Project to help more homeless
Work to help South Auckland’s rough sleepers is stepping up.
The Manurewa Local Board has formed a steering group in an effort to assist such people get off the streets and into housing.
It includes staff from various Government agencies and Auckland Council.
Involved also are town centre manager Neil Punja, Counties Manukau Central police area commander Mark Benefield, LinkPeople service and relationship manager Rami Alrudaini, and Wiri Licensing Trust chairman Alan Johnson.
The local board’s efforts follow the death of rough sleeper Haami Manahi, 59, whose body was found on steps at the back of Manurewa Methodist Parish on July 11.
Board chairwoman Angela Dalton says she and her colleagues are not experts on homelessness, but they’re determined to take a leadership role.

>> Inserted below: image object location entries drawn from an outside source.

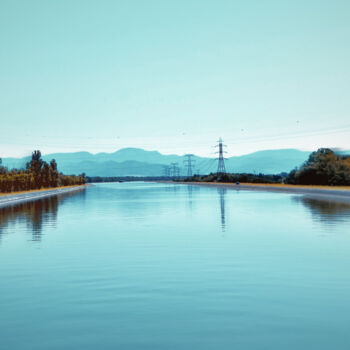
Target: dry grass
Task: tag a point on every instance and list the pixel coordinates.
(33, 191)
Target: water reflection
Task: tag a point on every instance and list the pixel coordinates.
(34, 214)
(326, 211)
(222, 194)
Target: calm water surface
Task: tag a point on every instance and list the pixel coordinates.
(163, 266)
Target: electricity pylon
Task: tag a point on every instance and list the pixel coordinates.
(166, 170)
(221, 160)
(189, 163)
(174, 170)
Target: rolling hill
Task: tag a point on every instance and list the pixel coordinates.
(139, 162)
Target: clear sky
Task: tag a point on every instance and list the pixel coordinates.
(173, 75)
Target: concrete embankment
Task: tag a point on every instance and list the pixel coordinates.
(17, 198)
(328, 193)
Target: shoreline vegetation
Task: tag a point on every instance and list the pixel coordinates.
(6, 194)
(37, 175)
(323, 168)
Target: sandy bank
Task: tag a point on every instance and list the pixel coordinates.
(20, 197)
(329, 193)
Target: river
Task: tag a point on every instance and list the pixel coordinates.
(166, 266)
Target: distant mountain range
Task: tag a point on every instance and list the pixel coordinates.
(138, 162)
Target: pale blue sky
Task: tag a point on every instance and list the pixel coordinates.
(173, 75)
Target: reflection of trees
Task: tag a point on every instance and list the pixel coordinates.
(34, 214)
(222, 193)
(325, 210)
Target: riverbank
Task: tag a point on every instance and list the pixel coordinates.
(21, 197)
(339, 194)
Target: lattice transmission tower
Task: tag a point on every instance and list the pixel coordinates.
(174, 170)
(189, 162)
(221, 160)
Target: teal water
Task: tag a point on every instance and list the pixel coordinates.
(163, 266)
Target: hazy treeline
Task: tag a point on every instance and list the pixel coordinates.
(244, 177)
(97, 179)
(323, 167)
(37, 174)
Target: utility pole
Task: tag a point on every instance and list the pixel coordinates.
(174, 170)
(166, 170)
(221, 160)
(189, 163)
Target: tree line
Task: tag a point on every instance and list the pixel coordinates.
(323, 167)
(36, 175)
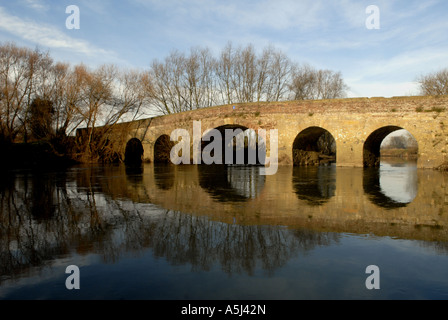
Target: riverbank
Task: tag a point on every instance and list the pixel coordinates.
(36, 156)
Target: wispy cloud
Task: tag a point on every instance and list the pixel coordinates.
(46, 35)
(39, 5)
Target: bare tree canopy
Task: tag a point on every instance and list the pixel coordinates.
(310, 83)
(434, 84)
(237, 75)
(44, 100)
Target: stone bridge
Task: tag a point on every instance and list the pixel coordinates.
(356, 125)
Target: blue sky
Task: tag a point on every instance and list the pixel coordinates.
(412, 39)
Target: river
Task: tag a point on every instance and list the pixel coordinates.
(214, 232)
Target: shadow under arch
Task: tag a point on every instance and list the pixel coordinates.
(244, 144)
(162, 149)
(315, 185)
(133, 155)
(391, 187)
(314, 146)
(372, 145)
(231, 183)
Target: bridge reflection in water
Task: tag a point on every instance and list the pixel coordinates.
(205, 216)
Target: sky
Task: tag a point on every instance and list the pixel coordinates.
(409, 38)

‘‘What we recognised is we all have a part to play. We want our voice to be heard.’’
Dalton has met with Julie Nelson, who leads the Housing First Auckland initiative and is joint chief executive of mental health and wellbeing provider Wise Group.

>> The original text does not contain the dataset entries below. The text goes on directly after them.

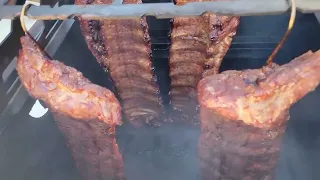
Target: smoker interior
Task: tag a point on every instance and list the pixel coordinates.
(35, 149)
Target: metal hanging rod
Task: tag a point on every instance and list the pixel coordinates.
(161, 10)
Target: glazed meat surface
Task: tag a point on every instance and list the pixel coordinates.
(244, 114)
(123, 47)
(87, 113)
(198, 45)
(63, 88)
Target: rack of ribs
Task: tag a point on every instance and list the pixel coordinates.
(87, 114)
(122, 46)
(198, 45)
(244, 113)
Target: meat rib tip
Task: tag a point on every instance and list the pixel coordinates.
(123, 47)
(198, 45)
(86, 114)
(244, 114)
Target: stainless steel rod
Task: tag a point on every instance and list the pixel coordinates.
(160, 10)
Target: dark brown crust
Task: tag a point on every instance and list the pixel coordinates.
(244, 113)
(123, 47)
(63, 88)
(236, 151)
(88, 112)
(198, 45)
(94, 148)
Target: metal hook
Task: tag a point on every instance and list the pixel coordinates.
(25, 7)
(284, 38)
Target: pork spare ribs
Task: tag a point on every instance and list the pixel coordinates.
(198, 45)
(123, 47)
(86, 114)
(244, 113)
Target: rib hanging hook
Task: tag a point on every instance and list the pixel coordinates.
(285, 36)
(25, 7)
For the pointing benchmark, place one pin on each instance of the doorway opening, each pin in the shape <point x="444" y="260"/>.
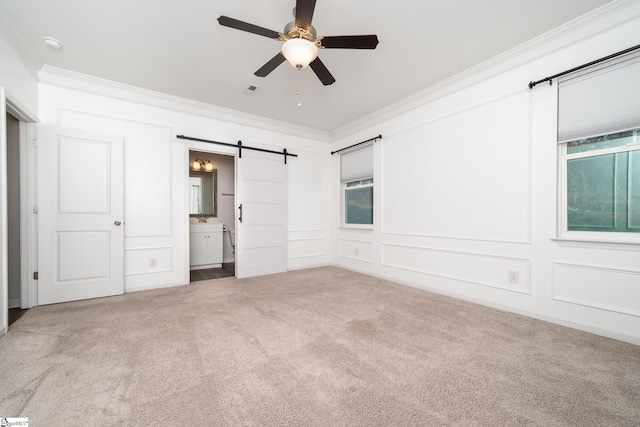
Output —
<point x="211" y="194"/>
<point x="15" y="261"/>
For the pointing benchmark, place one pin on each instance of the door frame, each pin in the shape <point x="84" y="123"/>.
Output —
<point x="28" y="242"/>
<point x="205" y="148"/>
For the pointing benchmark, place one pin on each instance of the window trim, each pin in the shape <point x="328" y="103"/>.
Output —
<point x="343" y="193"/>
<point x="616" y="240"/>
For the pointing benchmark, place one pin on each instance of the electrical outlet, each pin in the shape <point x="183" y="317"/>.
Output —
<point x="513" y="277"/>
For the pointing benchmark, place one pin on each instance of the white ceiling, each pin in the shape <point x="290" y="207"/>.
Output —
<point x="178" y="47"/>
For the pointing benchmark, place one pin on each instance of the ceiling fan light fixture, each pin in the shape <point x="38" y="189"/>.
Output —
<point x="299" y="52"/>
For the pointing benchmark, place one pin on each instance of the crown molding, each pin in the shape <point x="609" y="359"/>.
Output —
<point x="18" y="43"/>
<point x="592" y="23"/>
<point x="77" y="81"/>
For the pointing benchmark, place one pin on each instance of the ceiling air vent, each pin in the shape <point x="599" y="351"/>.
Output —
<point x="250" y="90"/>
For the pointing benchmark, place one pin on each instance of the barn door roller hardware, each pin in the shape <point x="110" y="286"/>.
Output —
<point x="240" y="147"/>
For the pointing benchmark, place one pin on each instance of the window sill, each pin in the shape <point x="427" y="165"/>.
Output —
<point x="356" y="227"/>
<point x="599" y="243"/>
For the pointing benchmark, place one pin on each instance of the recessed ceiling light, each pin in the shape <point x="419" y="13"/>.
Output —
<point x="52" y="43"/>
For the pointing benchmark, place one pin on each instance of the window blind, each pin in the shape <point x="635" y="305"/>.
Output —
<point x="357" y="163"/>
<point x="601" y="99"/>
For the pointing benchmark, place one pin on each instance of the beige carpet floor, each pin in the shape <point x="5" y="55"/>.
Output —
<point x="319" y="347"/>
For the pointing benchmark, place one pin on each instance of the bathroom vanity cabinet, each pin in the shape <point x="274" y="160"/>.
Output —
<point x="205" y="243"/>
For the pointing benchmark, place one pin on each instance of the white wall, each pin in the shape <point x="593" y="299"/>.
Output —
<point x="19" y="79"/>
<point x="156" y="169"/>
<point x="465" y="190"/>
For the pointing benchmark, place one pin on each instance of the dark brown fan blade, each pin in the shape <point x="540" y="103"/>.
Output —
<point x="321" y="71"/>
<point x="350" y="42"/>
<point x="270" y="66"/>
<point x="250" y="28"/>
<point x="304" y="13"/>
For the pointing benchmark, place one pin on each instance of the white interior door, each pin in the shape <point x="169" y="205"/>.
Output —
<point x="261" y="231"/>
<point x="80" y="215"/>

The Housing First model works on the belief it’s easier for homeless people to have any personal issues addressed once they have somewhere to live.
Nelson also leads The People’s Project in Hamilton, which Wise Group established to end chronic homelessness in that city by 2016.

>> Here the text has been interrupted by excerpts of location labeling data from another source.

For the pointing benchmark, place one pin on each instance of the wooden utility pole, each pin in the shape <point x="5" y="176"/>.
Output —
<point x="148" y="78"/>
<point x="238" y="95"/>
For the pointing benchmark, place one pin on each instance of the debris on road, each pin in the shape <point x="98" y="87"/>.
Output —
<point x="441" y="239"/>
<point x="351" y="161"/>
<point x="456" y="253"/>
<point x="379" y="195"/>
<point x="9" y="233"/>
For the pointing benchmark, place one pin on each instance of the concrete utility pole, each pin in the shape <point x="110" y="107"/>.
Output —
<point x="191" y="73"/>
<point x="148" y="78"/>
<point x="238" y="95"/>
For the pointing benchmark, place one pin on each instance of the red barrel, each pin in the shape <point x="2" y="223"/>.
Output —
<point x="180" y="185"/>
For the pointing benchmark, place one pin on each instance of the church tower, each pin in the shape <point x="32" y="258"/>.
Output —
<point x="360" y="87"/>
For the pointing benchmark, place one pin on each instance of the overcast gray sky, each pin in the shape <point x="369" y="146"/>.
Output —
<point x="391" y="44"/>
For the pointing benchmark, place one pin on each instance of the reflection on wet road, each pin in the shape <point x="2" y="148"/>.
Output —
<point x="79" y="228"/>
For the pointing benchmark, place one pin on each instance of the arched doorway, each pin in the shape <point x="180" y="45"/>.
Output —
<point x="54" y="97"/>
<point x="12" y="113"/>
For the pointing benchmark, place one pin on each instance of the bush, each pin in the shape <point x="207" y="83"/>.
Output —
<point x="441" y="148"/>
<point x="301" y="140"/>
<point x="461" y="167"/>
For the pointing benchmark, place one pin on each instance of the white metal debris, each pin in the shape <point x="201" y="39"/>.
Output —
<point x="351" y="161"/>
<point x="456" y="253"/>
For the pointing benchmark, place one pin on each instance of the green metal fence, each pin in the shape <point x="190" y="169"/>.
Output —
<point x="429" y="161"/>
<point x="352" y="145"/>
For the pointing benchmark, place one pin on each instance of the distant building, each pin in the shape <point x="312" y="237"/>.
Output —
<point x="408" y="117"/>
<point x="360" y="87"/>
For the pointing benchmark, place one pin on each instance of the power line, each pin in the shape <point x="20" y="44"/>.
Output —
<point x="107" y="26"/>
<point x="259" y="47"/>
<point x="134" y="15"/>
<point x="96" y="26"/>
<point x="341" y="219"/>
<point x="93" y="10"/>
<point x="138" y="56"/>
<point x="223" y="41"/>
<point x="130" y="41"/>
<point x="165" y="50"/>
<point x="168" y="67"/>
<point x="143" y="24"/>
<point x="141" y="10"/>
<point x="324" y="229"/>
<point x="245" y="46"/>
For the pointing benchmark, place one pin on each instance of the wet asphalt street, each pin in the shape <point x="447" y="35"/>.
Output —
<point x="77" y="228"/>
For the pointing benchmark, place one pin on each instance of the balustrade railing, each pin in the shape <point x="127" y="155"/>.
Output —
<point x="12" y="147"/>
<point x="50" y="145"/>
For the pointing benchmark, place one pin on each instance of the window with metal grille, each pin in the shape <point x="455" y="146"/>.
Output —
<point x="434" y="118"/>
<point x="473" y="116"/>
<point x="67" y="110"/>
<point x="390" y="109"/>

It employs staff who advocate for local rough sleepers and help them to access services and support they need to get off the streets.
Dalton says she would like to see something similar established in her community.
‘‘Hamilton had 80 homeless people and they’ve all been housed,’’ she says.
‘‘I said to them [the Ministry of Social Development] the board wants them around our steering group table and we want something like The People’s Project in Manurewa.’’
There’s about 20 regular rough sleepers in the Manurewa Town Centre, Dalton says.
She’s identified a local church as a possible location for The People’s Project to be set up.
The board may help fund its operation, Dalton says.
‘‘We’re committed. If it comes down to paying rent [for the space], we’d look at it.’’
Work is ongoing to help rough sleepers such as Haami Manahi, who was found dead on steps at the back of a church.